A group of smaller parties is proposing a temporary minority government that would exclude Montenegro’s two largest parties, the For the Future of Montenegro coalition and the opposition Democratic Party of Socialists, but they would need the collaboration of at least one of those parties to pull that off and it doesn’t sound like either one is prepared to help out. If the confidence vote takes place it will happen sometime next month, while a snap election, if that’s the direction this goes, will likely take place in May.
AMERICAS
COLOMBIA
At least one person was killed and five more wounded overnight in a car bombing in the eastern Colombian city of Saravena. Authorities are blaming this attack on the 10th Front militant group, which is made up of dissident ex-members of the Revolutionary Armed Forces of Colombia (FARC) rebel group. Former FARC fighters are battling Colombian security forces as well as the National Liberation Army (ELN) rebel group for control over parts of Arauca province, where Saravena is located.
BARBADOS
The first parliamentary election held under Barbados’ new republican government ended pretty much the same way its last election under British rule (in 2018) did. When the dust settled from Wednesday’s vote, Prime Minister Mia Mottley’s Barbados Labor Party had won all 30 seats in the House of Assembly for the second straight electoral cycle. This election didn’t need to take place until mid-2023 and Mottley took some criticism for moving it up amid the ongoing pandemic. Opposition leaders accepted the outcome but it sounds like they’re going continue to harp on that decision to made the case that the BLP’s victory wasn’t exactly legitimate.
HAITI
The US Justice Department has arrested a Haitian-Chilean man named Rodolphe Jaar in connection with the assassination of Haitian President Jovenal Moïse last July. He becomes the second person arrested in the US over that incident. US authorities believe that Jaar was part of a group of about 20 people who conspired to murder Moïse while on US soil, which means they can be charged under US law.
UNITED STATES
Finally, and you may want to sit down for this one, the CIA has apparently decided that “Havana Syndrome” may actually not be the product of a terrifying yet hitherto undiscovered Russian-Chinese-Cuban-Venezuelan-Iranian-North Korean-??? ray gun:
In a new intelligence assessment, the CIA has ruled out that the mysterious symptoms known as Havana Syndrome are the result of a sustained global campaign by a hostile power aimed at hundreds of U.S. diplomats and spies, six people briefed on the matter told NBC News.

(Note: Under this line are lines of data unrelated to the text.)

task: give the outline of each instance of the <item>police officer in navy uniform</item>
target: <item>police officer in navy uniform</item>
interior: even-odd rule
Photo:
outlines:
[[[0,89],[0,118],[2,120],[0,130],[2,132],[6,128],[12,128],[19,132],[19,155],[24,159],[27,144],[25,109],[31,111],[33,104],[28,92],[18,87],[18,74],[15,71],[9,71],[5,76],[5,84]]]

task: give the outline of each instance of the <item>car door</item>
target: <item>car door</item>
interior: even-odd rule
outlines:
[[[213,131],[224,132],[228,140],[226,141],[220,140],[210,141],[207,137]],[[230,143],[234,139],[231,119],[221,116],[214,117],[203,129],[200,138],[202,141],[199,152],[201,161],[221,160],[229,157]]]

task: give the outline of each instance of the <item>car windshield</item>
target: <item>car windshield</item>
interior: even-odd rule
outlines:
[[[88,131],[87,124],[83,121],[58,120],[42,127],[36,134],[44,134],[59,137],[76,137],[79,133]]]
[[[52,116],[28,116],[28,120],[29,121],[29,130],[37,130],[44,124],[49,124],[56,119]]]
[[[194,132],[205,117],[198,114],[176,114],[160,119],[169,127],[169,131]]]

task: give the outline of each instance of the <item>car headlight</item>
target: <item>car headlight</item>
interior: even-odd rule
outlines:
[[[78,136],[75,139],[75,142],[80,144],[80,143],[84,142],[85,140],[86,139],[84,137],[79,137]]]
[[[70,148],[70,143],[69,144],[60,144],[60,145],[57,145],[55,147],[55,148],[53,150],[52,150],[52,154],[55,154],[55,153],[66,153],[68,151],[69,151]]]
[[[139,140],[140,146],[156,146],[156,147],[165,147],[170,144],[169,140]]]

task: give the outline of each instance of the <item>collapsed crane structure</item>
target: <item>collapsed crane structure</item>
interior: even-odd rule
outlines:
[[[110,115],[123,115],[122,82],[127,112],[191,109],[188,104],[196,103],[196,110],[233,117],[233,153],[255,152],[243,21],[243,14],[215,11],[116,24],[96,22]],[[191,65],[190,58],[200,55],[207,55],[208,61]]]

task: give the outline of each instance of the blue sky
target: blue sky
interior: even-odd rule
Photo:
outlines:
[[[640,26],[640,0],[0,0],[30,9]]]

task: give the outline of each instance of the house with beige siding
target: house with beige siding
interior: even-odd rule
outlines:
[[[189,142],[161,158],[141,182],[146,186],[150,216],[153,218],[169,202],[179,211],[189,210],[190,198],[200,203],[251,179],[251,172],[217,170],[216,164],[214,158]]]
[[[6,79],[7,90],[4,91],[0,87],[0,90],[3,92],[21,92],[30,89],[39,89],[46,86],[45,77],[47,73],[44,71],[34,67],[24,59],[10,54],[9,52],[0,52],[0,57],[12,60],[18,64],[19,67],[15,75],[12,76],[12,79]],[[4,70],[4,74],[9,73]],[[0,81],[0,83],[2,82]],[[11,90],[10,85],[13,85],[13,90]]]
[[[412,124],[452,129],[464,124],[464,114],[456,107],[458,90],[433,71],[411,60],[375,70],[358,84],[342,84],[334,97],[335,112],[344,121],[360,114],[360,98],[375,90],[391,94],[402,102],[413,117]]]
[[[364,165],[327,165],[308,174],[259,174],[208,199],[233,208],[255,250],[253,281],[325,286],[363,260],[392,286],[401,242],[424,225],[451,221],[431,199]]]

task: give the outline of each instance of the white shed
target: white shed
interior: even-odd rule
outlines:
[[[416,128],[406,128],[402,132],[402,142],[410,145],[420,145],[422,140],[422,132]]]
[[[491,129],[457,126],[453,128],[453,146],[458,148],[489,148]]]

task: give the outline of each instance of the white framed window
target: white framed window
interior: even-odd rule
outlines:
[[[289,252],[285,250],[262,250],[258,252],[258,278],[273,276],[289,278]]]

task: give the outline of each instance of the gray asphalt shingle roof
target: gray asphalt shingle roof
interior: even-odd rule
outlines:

In about two dozen cases, the agency cannot rule out foreign involvement, including many of the cases that originated at the U.S. Embassy in Havana beginning in 2016. Another group of cases is considered unresolved. But in hundreds of other cases of possible symptoms, the agency has found plausible alternative explanations, the sources said.
The CIA declined to comment.
Yes, I bet they did.
If you’re really committed to the ray gun being a real thing then don’t worry, the agency hasn’t entirely ruled out the possibility of some ultra high tech attack on some US personnel. But it’s clear that in the vast majority of cases people latched on to what seemed like an easy and kind of interesting explanation for an array of symptoms that afflicted them for more various and mundane reasons, ranging from medical conditions to environmental factors to stress.